Entretien de Bernard Cazeneuve avec "I Télé" - extraits (Paris, 18 mai 2012)
"Je suis un passionné de la question européenne et c’est précisément parce que je suis passionné de la question européenne - que je connais bien pour avoir travaillé sur de nombreux sujets, notamment tout ce qui concerne la Politique européenne de sécurité et de défense au sein de la Commission de la Défense - que je souhaite, au cours des prochaines années, mettre toute mon énergie au service de cette grande cause qu’est le sauvetage de l’Europe pour que l’Europe rencontre la croissance, l’emploi et que les pays qui sont en difficulté surmontent ces difficultés."
Entretien de Bernard Cazeneuve avec "Europe 1" (Paris, 17 mai 2012)
"François Hollande, conformément aux engagements qu’il avait pris, à ce qu’il avait indiqué avant d’être élu président de la République, a voulu, dès le premier jour de son mandat, quelques heures après son investiture, se rendre à Berlin pour bien matérialiser l’importance de la relation franco-allemande, du moteur franco-allemand en Europe."

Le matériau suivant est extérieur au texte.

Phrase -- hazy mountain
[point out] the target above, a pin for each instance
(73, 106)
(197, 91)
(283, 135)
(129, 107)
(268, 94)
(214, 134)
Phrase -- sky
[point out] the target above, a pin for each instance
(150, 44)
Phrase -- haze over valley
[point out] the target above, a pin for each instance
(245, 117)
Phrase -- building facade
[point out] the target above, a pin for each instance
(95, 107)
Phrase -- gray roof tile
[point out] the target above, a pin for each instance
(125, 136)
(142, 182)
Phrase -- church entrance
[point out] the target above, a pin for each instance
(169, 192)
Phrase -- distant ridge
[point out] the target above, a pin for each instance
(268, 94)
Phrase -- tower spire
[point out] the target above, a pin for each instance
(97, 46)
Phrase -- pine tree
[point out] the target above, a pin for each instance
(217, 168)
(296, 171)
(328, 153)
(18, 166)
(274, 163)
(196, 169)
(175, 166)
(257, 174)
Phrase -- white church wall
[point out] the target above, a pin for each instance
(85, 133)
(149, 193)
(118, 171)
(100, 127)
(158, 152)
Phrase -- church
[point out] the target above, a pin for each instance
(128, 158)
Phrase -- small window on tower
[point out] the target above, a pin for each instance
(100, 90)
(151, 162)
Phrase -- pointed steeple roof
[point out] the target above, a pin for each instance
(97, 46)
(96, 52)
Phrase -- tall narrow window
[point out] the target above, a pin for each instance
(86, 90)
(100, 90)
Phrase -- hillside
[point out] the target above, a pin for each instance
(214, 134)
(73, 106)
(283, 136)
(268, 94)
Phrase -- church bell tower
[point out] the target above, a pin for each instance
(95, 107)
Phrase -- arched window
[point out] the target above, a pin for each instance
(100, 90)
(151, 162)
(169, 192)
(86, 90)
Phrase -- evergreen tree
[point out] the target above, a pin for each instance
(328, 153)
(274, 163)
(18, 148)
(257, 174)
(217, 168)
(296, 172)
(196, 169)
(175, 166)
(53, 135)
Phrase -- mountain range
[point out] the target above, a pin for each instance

"Le président de la République François Hollande a souhaité, le jour de son investiture à Paris, se rendre à Berlin pour rencontrer la chancelière. Ces rencontres, dès les premiers jours du nouveau gouvernement, témoignent de l’importance que nous attachons à la relation avec notre partenaire allemand. Cette relation est importante pour la consolidation de l’Union européenne au moment où celle-ci se trouve confrontée à une crise importante, et je veux redire ici, au terme des entretiens que j’ai eu hier soir avec Michael Link, l’importance que nous accordons à l’approfondissement de notre relation, relation que nous voulons équilibrée entre nos deux pays, respectueuse, et que nous voulons aussi respectueuse de nos autres partenaires de l’Union européenne."